Rushing big can cure Michigan's ills

ANN ARBOR, Mich. -- When Brady Hoke looked at any sort of road woes his teams have had through the years, one of the things he pointed to was how to take an opposing crowd out of the game.

And one of the best ways to do that is to shorten the game up, control the clock and turn an opponent’s offense into as much of a spectator as the thousands of fans sitting in seats instead of standing on benches inside a stadium.

Hoke’s best way to do that?
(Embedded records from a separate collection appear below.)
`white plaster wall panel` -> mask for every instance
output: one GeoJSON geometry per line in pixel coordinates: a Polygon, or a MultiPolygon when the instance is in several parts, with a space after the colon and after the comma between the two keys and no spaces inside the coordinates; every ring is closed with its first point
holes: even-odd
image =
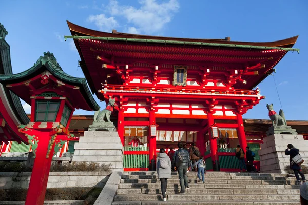
{"type": "Polygon", "coordinates": [[[184,123],[183,119],[170,118],[168,120],[169,123],[184,123]]]}
{"type": "Polygon", "coordinates": [[[189,131],[187,132],[187,141],[194,141],[194,132],[189,131]]]}
{"type": "Polygon", "coordinates": [[[222,109],[222,106],[221,105],[217,105],[214,106],[213,109],[222,109]]]}
{"type": "Polygon", "coordinates": [[[178,115],[189,115],[190,112],[188,110],[174,110],[172,114],[178,115]]]}
{"type": "Polygon", "coordinates": [[[174,103],[172,104],[172,107],[174,108],[189,108],[189,104],[184,103],[174,103]]]}
{"type": "Polygon", "coordinates": [[[205,108],[202,104],[191,104],[192,108],[205,108]]]}
{"type": "Polygon", "coordinates": [[[185,121],[186,123],[195,124],[198,123],[196,119],[186,119],[185,121]]]}
{"type": "Polygon", "coordinates": [[[181,138],[180,137],[180,131],[174,131],[174,139],[173,141],[179,141],[180,139],[181,139],[181,138]]]}
{"type": "Polygon", "coordinates": [[[187,81],[188,86],[198,86],[198,83],[196,81],[187,81]]]}
{"type": "Polygon", "coordinates": [[[158,109],[156,112],[156,114],[170,114],[170,110],[169,109],[158,109]]]}
{"type": "Polygon", "coordinates": [[[166,133],[166,141],[172,141],[172,131],[167,131],[166,133]]]}
{"type": "Polygon", "coordinates": [[[216,86],[219,86],[219,87],[226,87],[226,86],[225,86],[224,85],[223,85],[222,84],[222,83],[221,83],[221,82],[217,82],[216,83],[216,86]]]}
{"type": "Polygon", "coordinates": [[[127,104],[125,105],[125,106],[136,106],[136,102],[128,102],[127,104]]]}
{"type": "Polygon", "coordinates": [[[232,111],[225,111],[225,114],[226,116],[236,116],[236,115],[235,115],[232,111]]]}
{"type": "MultiPolygon", "coordinates": [[[[156,112],[157,113],[157,112],[156,112]]],[[[165,123],[167,122],[167,119],[166,118],[156,118],[156,123],[165,123]]]]}
{"type": "Polygon", "coordinates": [[[170,85],[170,80],[160,80],[159,82],[157,83],[158,84],[164,84],[164,85],[170,85]]]}
{"type": "Polygon", "coordinates": [[[157,106],[154,106],[154,107],[165,107],[169,108],[170,107],[170,104],[168,102],[160,102],[159,103],[157,106]]]}
{"type": "Polygon", "coordinates": [[[215,86],[215,84],[214,84],[214,82],[207,82],[207,84],[205,85],[205,86],[215,86]]]}
{"type": "Polygon", "coordinates": [[[181,141],[186,141],[187,139],[186,137],[186,131],[180,131],[180,136],[181,139],[181,141]]]}
{"type": "Polygon", "coordinates": [[[160,130],[159,131],[159,141],[165,141],[166,140],[166,131],[165,130],[160,130]]]}
{"type": "Polygon", "coordinates": [[[232,106],[231,106],[231,105],[225,105],[224,106],[224,108],[225,109],[235,109],[235,108],[233,108],[232,106]]]}
{"type": "Polygon", "coordinates": [[[127,110],[124,111],[124,113],[136,113],[136,109],[129,108],[127,108],[127,110]]]}
{"type": "Polygon", "coordinates": [[[145,108],[138,108],[138,113],[148,113],[149,112],[145,108]]]}
{"type": "Polygon", "coordinates": [[[140,83],[140,79],[138,79],[138,78],[133,78],[132,79],[132,80],[131,80],[130,82],[129,83],[140,83]]]}
{"type": "Polygon", "coordinates": [[[138,106],[147,107],[148,105],[146,105],[146,102],[138,102],[138,106]]]}
{"type": "Polygon", "coordinates": [[[217,110],[215,113],[213,114],[213,115],[223,116],[223,112],[221,110],[217,110]]]}
{"type": "Polygon", "coordinates": [[[192,110],[194,115],[206,115],[206,114],[203,110],[192,110]]]}
{"type": "Polygon", "coordinates": [[[144,84],[151,84],[152,83],[150,82],[148,79],[142,79],[142,83],[144,84]]]}

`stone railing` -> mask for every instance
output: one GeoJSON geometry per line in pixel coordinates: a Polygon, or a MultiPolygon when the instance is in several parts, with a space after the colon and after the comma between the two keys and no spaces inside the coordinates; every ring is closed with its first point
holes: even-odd
{"type": "MultiPolygon", "coordinates": [[[[51,172],[47,188],[103,187],[111,172],[51,172]]],[[[0,189],[27,189],[31,172],[0,172],[0,189]]]]}

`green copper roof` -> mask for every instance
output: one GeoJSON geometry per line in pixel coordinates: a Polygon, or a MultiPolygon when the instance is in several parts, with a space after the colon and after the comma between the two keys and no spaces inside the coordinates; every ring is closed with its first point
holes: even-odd
{"type": "Polygon", "coordinates": [[[272,47],[268,46],[252,46],[246,45],[239,44],[220,44],[214,43],[204,43],[204,42],[184,42],[179,40],[157,40],[157,39],[140,39],[140,38],[114,38],[108,37],[97,37],[97,36],[64,36],[64,39],[66,40],[67,38],[73,39],[89,39],[91,40],[111,40],[111,41],[124,41],[124,42],[144,42],[144,43],[156,43],[161,44],[183,44],[183,45],[191,45],[196,46],[217,46],[222,47],[232,47],[232,48],[242,48],[256,49],[279,49],[283,50],[286,51],[297,51],[299,53],[299,49],[297,48],[284,48],[284,47],[272,47]]]}
{"type": "MultiPolygon", "coordinates": [[[[11,64],[10,46],[4,39],[7,34],[8,32],[3,25],[0,24],[0,73],[11,75],[13,72],[11,64]]],[[[23,108],[19,97],[6,88],[4,88],[7,98],[15,115],[21,124],[27,125],[30,121],[30,119],[23,108]]]]}
{"type": "Polygon", "coordinates": [[[91,94],[84,78],[73,77],[63,71],[52,53],[44,52],[44,56],[40,57],[33,66],[20,73],[11,75],[0,75],[0,82],[6,82],[5,84],[16,82],[26,76],[34,77],[40,72],[41,68],[45,67],[51,74],[61,80],[76,86],[79,86],[80,91],[85,96],[90,107],[93,110],[99,110],[100,107],[91,94]],[[10,83],[8,83],[10,82],[10,83]],[[87,98],[86,96],[88,97],[87,98]]]}

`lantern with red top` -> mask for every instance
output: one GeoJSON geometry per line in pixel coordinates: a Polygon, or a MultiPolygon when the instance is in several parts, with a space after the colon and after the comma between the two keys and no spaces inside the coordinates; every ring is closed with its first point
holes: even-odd
{"type": "Polygon", "coordinates": [[[213,125],[210,127],[210,133],[213,138],[218,138],[219,137],[219,132],[218,131],[218,127],[216,126],[216,124],[213,125]]]}
{"type": "Polygon", "coordinates": [[[18,126],[35,158],[26,205],[44,203],[52,157],[74,138],[68,127],[75,109],[100,108],[84,78],[65,73],[52,53],[44,54],[23,72],[0,75],[1,84],[31,106],[30,121],[18,126]]]}

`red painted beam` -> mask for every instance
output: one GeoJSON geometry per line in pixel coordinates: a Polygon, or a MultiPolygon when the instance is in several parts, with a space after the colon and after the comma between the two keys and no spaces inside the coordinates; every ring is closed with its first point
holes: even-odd
{"type": "Polygon", "coordinates": [[[149,154],[148,151],[125,151],[124,154],[149,154]]]}

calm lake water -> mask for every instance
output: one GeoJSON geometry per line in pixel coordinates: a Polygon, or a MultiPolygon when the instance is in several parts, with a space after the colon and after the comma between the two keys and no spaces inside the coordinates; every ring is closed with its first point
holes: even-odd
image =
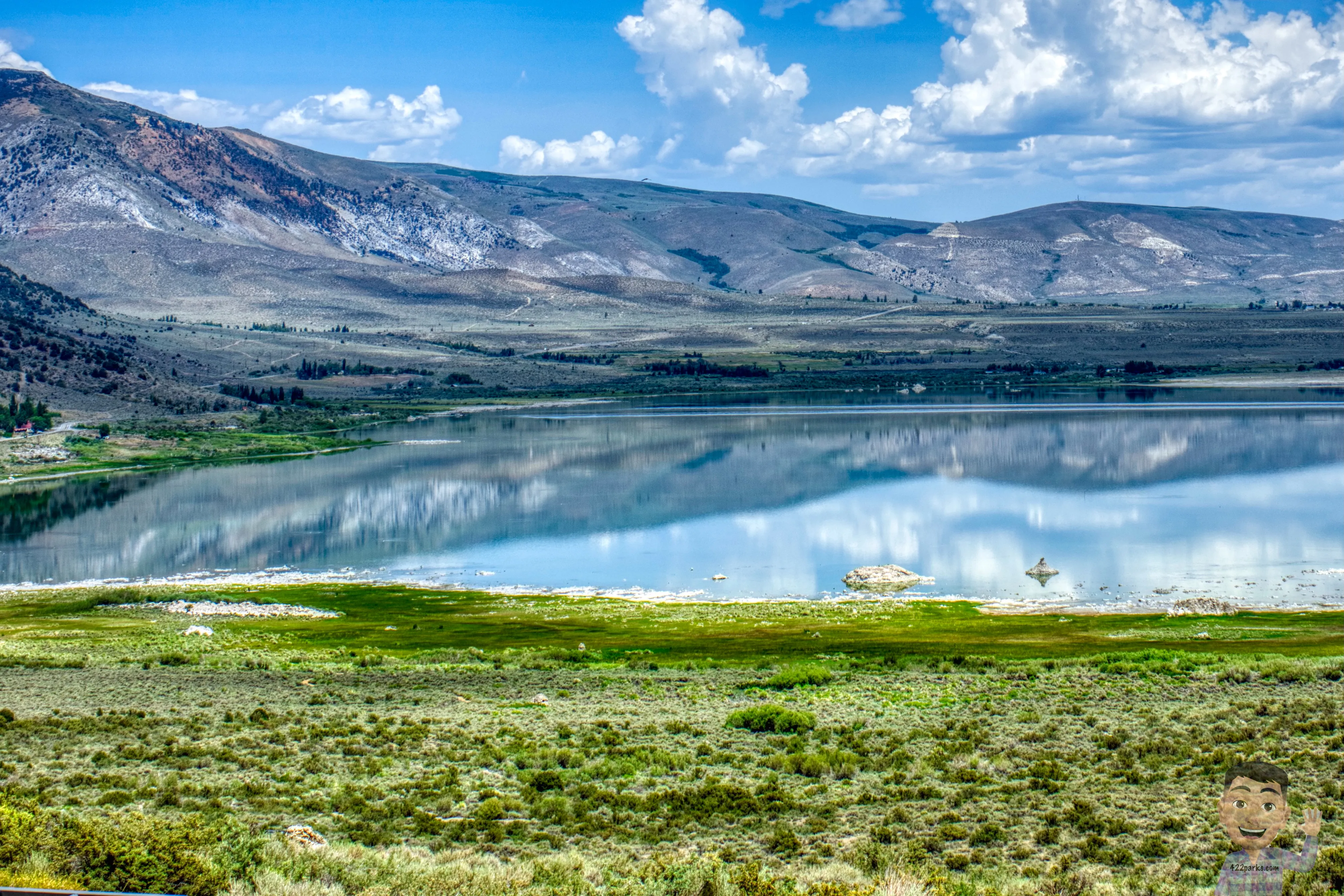
{"type": "Polygon", "coordinates": [[[1340,399],[870,391],[434,418],[345,454],[8,486],[0,580],[285,566],[824,598],[898,563],[935,579],[907,595],[1009,606],[1344,606],[1340,399]],[[1040,556],[1046,586],[1023,574],[1040,556]]]}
Run.

“Good teams on the road, normally, you have to take care of the football,” Hoke said. “You need to make sure as you’re taking care of the football that you’re running the football, which can help you a little bit.

“It takes a little bit out of the home crowd, the home-team advantage, because people don’t like seeing offenses getting first down after first down.”

Against Purdue the past three seasons, that hasn’t been a problem. In the past three seasons, Purdue’s run defense has almost been like a cure-all for Michigan’s running game. Last season, the Wolverines rushed for 339 yards against the Boilermakers, including 170 yards and two touchdowns from Fitzgerald Toussaint, sparking his strong final month of the 2011 season.

The year before, Michigan combined for 202 yards, led by 99 from Vincent Smith on its way to a seventh win in the 2010 season for the Wolverines, which would also be their last win of the year.

In 2009, Michigan rushed for 215 yards, led by 154 yards and three touchdowns from Brandon Minor, but lost 38-36 when Michigan failed to get key defensive stops at the end.

Gaining 200 yards rushing also seems to be a magic number for Michigan under Hoke. In games in which the Wolverines have eclipsed that mark, they are 9-0. When they don’t, they 4-4. The number goes beyond Hoke, too. In 2010, Michigan was 7-1 when it ran for 200 yards or more and 0-5 when it did not. In 2009, the Wolverines were 3-1 when over the number and 2-6 below it.

For Hoke, it is also a good barometer. In his final season at San Diego State, the Aztecs were 5-1 when rushing for more than 200 yards and 4-4 when it did not. In 2009, his team did not rush for more than 200 yards in any game and went 4-8.

So when Michigan says it needs to discover its running game, especially on the road, there’s a good reason. It gives the Wolverines a much better chance to win.